To prevent getting monkeypox:

  • Avoid close, skin-to-skin contact with people who have a rash. This includes touching and sharing utensils or cups with a person with monkeypox. There are images and detailed descriptions of monkeypox’s distinctive rash on the CDC website.
  • Do not handle or touch the bedding, towels, or clothing of a person with monkeypox.
  • Wash your hands often with soap and water or use an alcohol-based hand sanitizer.
  • If you have reason to believe that you have been exposed to or may have monkeypox, contact your doctor, who will then contact the Department of Public Health to arrange testing and coordinate treatment.

After a person is infected with monkeypox, there is an incubation period that usually lasts one to two weeks. During this time, the person has no symptoms and is not contagious.
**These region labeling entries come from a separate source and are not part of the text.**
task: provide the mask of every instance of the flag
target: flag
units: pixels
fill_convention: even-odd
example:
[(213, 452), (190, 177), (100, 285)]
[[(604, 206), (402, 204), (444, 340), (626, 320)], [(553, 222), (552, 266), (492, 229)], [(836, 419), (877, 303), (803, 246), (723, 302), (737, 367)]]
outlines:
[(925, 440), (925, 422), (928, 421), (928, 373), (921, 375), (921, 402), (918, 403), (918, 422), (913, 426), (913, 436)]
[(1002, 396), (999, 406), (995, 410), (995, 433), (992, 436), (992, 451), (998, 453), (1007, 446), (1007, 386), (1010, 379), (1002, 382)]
After the incubation period, persons with monkeypox will develop an early set of symptoms called a prodrome that typically occurs one to three days prior to the rash developing. A person may sometimes be contagious during this period. The symptoms of this period often include:

  • Fever (most common symptom)
  • Malaise or fatigue
  • Headache
  • Body aches
  • Sore throat
  • Cough
  • Swollen lymph nodes in the neck, armpits, or groin

After the prodromal symptoms, the infected person will usually develop a rash or sores. These sores may appear throughout the body on a person’s hands, feet, chest, and face, including oral sores. During this particular outbreak, genital sores or rash have been described and may be confused for other sexually transmitted diseases. The rash or sores may be itchy or painful. Lesions progress through several stages before eventually falling off. A person is contagious from the onset of the rash or sores through the scab stage. Once all scabs have fallen off a person is no longer contagious. It is best to consult with your physician if you have any symptoms or have been exposed.
If you are sick with monkeypox:

  • Isolate at home (do not come to school or work).
  • Students should contact their medical provider and Health Promotion Services (HPS) and employees should contact their medical provider. Residential students will receive additional information.
  • If you have an active rash or other symptoms, stay in a separate room or area away from people or pets you live with, when possible.

More information is available from the CDC.

We will continue to monitor the situation.